Mohammad Al Ahmady, the Yemen director for Geneva-based NGO Al Karama, was expected to brief Reps. Alan Grayson (D., Fla.), Barbara Lee (D., Calif.), and Jan Schakowsky (D., Ill.) the morning of the Nov. 19, according to press release from Grayson’s office.
Several Al Karama officials have faced terrorism allegations. Al Karama’s founder and current president Abdul Rahman Naimi was designated as a terrorist and al Qaeda supporter by the U.S. Treasury Department in December, along with the group’s Yemen representative Abdulwahab Al-Humayqani. Al Karama’s legal director, Rachid Mesli, is currently wanted for terrorism charges in Algeria.
A spokesperson for Grayson said Ahmady did not actually attend the briefing and that the terrorist designation of Al Karama’s president was “not in place at the time of the briefing, so again, we had no reason to suspect any wrongdoing on the part of Mohammad [Al Ahmady].”
Lee’s office did not respond to request for comment.
“To be frank, it was not a big surprise to us, because obviously the report [that Al Karama had recently published on U.S. drone strikes in Yemen and that Ahmady was going to present] was not something to be welcomed by the U.S. government,” Dhina said. “We hoped that Mr.

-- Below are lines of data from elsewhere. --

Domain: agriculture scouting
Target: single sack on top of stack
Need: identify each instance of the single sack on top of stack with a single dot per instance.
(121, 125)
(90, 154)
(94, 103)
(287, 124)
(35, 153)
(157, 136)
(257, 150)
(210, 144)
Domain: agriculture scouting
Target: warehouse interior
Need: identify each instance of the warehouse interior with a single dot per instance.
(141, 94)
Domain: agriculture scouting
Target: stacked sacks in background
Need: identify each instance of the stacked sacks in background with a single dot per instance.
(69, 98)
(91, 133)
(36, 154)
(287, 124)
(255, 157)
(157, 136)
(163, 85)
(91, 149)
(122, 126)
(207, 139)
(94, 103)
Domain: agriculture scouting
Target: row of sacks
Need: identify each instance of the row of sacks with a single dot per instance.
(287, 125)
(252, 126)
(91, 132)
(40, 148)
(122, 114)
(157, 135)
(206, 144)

Ahmady would have been able to come and present the thing and debate things with whoever would be interested in debating that.”
National security hawks blasted the Democrats for seeking advice on U.S. policy from a group run by an apparent al Qaeda supporter.

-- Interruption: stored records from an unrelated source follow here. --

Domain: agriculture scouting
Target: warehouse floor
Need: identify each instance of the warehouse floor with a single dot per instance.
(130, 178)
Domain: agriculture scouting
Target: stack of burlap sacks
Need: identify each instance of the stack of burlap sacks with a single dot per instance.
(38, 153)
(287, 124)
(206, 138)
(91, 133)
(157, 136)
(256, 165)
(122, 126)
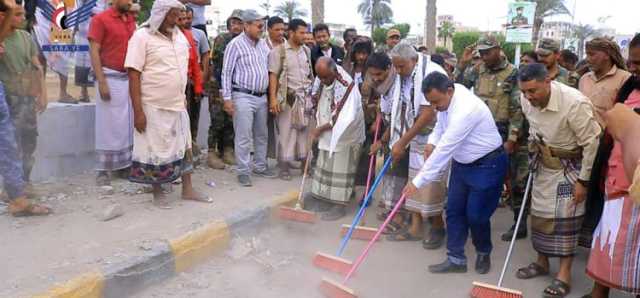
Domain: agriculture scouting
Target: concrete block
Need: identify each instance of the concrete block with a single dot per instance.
(138, 273)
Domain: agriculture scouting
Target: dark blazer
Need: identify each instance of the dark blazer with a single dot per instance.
(337, 54)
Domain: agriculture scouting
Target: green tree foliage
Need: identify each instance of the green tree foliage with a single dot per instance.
(404, 29)
(446, 31)
(379, 36)
(463, 39)
(289, 10)
(376, 13)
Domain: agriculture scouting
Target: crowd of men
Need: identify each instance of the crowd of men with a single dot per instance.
(457, 131)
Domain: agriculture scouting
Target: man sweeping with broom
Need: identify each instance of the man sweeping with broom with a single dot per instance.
(340, 134)
(465, 132)
(564, 132)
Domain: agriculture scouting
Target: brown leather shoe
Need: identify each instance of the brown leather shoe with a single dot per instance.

“More than a decade into this war, people serious about American national security need to look at how our leaders can be so consistently fooled by groups like Al Karama, who warn about empowering al Qaeda in public but fund the jihadist group in private,” said the Center for Security Policy’s David Reaboi.
The Capitol Hill briefing is one of several instances of the terror-linked Al Karama attempting to influence U.S. counterterrorism policy through Washington policymakers, international institutions, and the media.
The group has issued reports criticizing the U.S. drone program in Yemen and has worked with major names in the human rights community, including Amnesty International and Human Rights Watch, the Daily Beast reported in December.
Naimi is still president of Al Karama, the group told the Free Beacon. He had previously told other media outlets he resigned after his terror designation was announced.